Die Schweiz hat jetzt eine Woche Zeit, um nachzuverhandeln. Was wäre denn ein gutes Resultat?
Na ja, dass die Schweiz auch eine Übereinkunft erzielt. Es kristallisiert sich heraus, dass es unter der Trump-Administration nicht ohne diese Basiszölle von 10 bis 15 Prozent gehen wird. Und das ist das, was man in diesen sieben Tagen idealerweise erreicht: dass die Schweiz mindestens gleichgestellt ist wie zum Beispiel die EU oder Norwegen.
Was würde denn geschehen, wenn es bei den 39 Prozent bliebe?
Das wäre ein derart hoher Zollsatz, dass er in der Regel nicht an die Kunden weitergegeben werden könnte. Meine Erwartung wäre deshalb, dass der Handel dann über Umwege läuft. So ähnlich, wie das China gerade mit den Smartphones versucht. Juristisch würde man sich in einer Grauzone bewegen. Da gäbe es viele Unsicherheiten.
Unsicherheit ist ein gutes Stichwort. Im Moment sind Pharma-Produkte noch aus den Zöllen ausgenommen. Auch da drohen aber Zölle, oder?
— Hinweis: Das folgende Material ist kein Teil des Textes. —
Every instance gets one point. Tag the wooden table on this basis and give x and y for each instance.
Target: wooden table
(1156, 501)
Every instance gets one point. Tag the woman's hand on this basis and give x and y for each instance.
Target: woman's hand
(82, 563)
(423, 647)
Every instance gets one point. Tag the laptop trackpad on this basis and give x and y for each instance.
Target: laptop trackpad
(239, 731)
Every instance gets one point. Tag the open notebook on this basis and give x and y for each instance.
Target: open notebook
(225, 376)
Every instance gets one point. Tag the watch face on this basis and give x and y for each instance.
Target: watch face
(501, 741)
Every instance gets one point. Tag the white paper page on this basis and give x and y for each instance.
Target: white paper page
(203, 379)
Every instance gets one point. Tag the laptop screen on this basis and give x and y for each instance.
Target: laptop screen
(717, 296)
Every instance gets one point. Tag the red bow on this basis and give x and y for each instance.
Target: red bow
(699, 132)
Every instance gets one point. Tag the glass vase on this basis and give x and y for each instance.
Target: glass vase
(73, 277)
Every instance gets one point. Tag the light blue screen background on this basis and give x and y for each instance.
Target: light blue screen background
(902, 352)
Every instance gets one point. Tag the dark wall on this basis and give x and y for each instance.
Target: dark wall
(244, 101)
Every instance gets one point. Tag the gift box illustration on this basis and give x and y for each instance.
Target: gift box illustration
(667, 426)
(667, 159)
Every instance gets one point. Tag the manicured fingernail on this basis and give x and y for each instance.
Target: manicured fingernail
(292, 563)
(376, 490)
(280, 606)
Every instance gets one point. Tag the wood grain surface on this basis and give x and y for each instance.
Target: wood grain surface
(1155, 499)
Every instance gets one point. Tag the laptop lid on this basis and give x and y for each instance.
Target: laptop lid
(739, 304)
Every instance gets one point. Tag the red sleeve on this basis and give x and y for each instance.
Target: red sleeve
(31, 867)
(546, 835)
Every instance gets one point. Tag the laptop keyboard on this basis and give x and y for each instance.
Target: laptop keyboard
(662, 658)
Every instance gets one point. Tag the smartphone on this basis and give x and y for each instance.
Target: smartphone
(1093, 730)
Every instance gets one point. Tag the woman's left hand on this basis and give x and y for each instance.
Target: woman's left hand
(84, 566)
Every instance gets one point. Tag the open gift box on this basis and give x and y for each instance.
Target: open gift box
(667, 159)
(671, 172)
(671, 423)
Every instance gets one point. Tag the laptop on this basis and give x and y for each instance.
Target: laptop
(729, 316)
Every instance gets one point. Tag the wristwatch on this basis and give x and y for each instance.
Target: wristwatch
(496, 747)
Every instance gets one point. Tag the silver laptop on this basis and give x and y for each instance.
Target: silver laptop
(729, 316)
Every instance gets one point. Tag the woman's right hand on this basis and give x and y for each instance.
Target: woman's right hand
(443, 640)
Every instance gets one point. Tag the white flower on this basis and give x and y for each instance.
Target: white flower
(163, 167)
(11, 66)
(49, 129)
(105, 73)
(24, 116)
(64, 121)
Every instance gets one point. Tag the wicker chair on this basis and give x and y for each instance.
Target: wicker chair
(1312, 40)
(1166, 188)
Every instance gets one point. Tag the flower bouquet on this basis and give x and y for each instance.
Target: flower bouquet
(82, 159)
Das ist der wichtigste Punkt! Wenn man die Pharma-Produkte aus dem Schweizer Gesamtexport rausrechnet, dann stellt man fest, dass es in den letzten 17 Jahren kein Wachstum gegeben hat. Die Pharmaindustrie treibt den Schweizer Export massgeblich an. Und da sind die USA der zentrale Markt, zum einen wegen der Mengen, die man dort verkauft, und zum anderen den Margen, die man dort erzielt. Darum wären Preisregulierung und Zölle Gift für die Schweizer Pharmabranche. Und ich habe das Gefühl, beides dürfte in der ein oder anderen Form kommen. Das ist das, was mir eigentlich am meisten Sorgen bereitet.
Gibt es auch Grund zur Hoffnung?
Die Wirtschaft kann sich anpassen. Wenn man weiss, was für Zölle gelten, dann hat man Planungssicherheit. Und dann kann man die Prozesse, die Produktion, die Lieferketten anpassen und optimieren, ist wieder richtig aufgestellt und kann auch wieder investieren. Aber momentan, wo man halt nicht weiss, ob jetzt in sieben Tagen 39 Prozent Zoll oder doch nur 10 oder 15 Prozent gelten, gibt es diese grosse Unsicherheit und das macht die Sache so schwierig.